One thing that interested me in particular about the Fantasy Literature session was that so many other schools already have this class as an elective.  A teacher from Pace Academy shared his successes teaching the course to 8th graders, and a teacher from Griffin Christian High School shared that he teaches The Lord of the Rings for the first semester of 9th grade, teaching all the literary terms, etc., through the context of that work.  I taught The Hobbit one year — when I was a student teacher, in fact — and I found that students in general didn’t like it much, but I think as part of an elective, it would be a different crowd.  Frankly, I could see myself really enjoying such a class.

The blogs and wikis session introduced me to Voice Thread, which Megan mentioned also at lunch.  I imagine if you hear about something twice in such a short span of time, someone’s trying to send a message.  For the uninitiated, Voice Thread is online software that allows users to create documentaries using images and creating narration to accompany the images.  Check out this sample of its use: Slavery in America (by Jeff Morrison’s middle school students at the Lovett School).  Jeff (one of the presenters) also introduced us to TrackStar, which somehow went under my radar, even though I’ve used 4Teachers‘ other service RubiStar to create rubrics.

I am thinking about ways I might integrate some of these resources with my current projects — The Canterbury Tales and The Odyssey.  You can view Jeff’s wiki, which has links to a bunch of sources he shared with us.

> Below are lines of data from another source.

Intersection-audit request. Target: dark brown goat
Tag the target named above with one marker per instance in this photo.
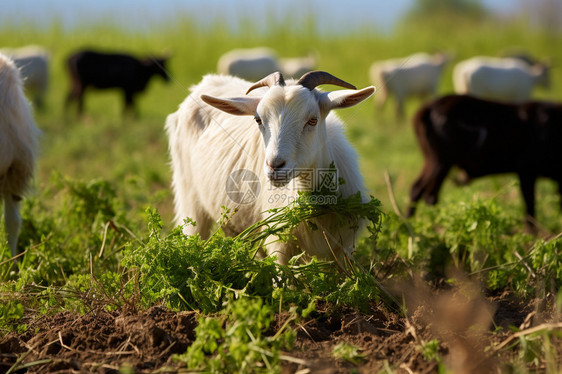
(103, 71)
(484, 137)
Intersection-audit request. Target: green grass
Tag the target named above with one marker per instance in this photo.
(86, 226)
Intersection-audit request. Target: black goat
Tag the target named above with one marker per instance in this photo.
(483, 137)
(103, 71)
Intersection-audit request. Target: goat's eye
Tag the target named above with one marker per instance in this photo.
(312, 122)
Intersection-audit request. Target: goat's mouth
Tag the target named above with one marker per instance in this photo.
(280, 178)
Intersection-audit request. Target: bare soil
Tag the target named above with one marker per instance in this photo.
(102, 342)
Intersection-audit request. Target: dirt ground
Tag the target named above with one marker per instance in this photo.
(102, 342)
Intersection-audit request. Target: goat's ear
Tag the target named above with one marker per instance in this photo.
(345, 98)
(239, 106)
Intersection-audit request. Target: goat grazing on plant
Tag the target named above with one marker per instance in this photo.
(505, 79)
(415, 75)
(113, 70)
(275, 132)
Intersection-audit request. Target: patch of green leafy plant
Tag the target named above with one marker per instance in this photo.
(476, 235)
(11, 311)
(187, 272)
(237, 341)
(72, 225)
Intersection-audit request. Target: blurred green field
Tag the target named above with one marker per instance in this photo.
(132, 153)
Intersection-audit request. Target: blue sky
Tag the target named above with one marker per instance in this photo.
(144, 13)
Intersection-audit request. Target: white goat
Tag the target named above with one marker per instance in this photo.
(18, 147)
(33, 62)
(295, 132)
(251, 64)
(506, 79)
(415, 75)
(295, 67)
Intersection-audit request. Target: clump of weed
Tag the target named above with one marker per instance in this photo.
(237, 340)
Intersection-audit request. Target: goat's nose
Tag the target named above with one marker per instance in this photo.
(276, 164)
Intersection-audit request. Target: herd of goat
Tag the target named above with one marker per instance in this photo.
(489, 126)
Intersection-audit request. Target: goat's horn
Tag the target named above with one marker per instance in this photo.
(271, 80)
(315, 78)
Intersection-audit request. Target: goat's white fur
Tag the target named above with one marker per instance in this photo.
(505, 79)
(33, 62)
(18, 147)
(415, 75)
(207, 144)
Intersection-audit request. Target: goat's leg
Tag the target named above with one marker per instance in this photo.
(12, 221)
(399, 108)
(129, 99)
(527, 182)
(417, 190)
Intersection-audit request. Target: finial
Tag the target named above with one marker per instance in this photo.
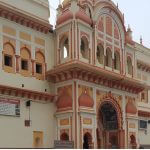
(141, 40)
(59, 2)
(117, 5)
(129, 29)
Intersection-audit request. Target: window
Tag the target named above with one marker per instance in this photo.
(39, 68)
(108, 57)
(64, 47)
(100, 54)
(84, 48)
(129, 66)
(142, 124)
(144, 96)
(8, 60)
(116, 61)
(24, 64)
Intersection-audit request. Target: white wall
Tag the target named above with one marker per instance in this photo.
(14, 134)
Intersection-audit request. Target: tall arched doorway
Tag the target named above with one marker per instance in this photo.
(108, 126)
(87, 141)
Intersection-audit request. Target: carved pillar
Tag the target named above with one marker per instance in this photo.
(89, 55)
(33, 67)
(17, 63)
(121, 135)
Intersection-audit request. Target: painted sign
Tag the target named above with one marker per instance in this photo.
(63, 144)
(9, 107)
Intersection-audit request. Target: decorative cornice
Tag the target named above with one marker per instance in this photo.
(143, 66)
(94, 74)
(143, 113)
(24, 93)
(25, 20)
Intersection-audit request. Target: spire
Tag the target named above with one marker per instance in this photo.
(129, 33)
(117, 5)
(141, 40)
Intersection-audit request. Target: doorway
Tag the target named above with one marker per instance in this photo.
(87, 141)
(108, 125)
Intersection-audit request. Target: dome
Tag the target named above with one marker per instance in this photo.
(85, 100)
(64, 101)
(131, 108)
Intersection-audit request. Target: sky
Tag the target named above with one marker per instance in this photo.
(136, 12)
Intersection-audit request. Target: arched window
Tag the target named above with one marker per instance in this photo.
(25, 61)
(40, 63)
(8, 57)
(129, 66)
(100, 54)
(87, 141)
(108, 57)
(64, 137)
(64, 47)
(117, 61)
(84, 47)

One of my favorite parts of Jeff’s presentation was a video he shared:

[kml_flashembed movie="http://www.youtube.com/v/1SmgLtg1Izw" width="425" height="350" wmode="transparent" /]

As Jeff said, that is what it is like to teach.  Especially middle school.

By the way, I am now receiving e-mails when comments are posted.  I kept my eyes on the WordPress Support forums’ thread related to my problem, and eventually, someone posted a solution that worked for me.  I uploaded a plugin created to work around the problem.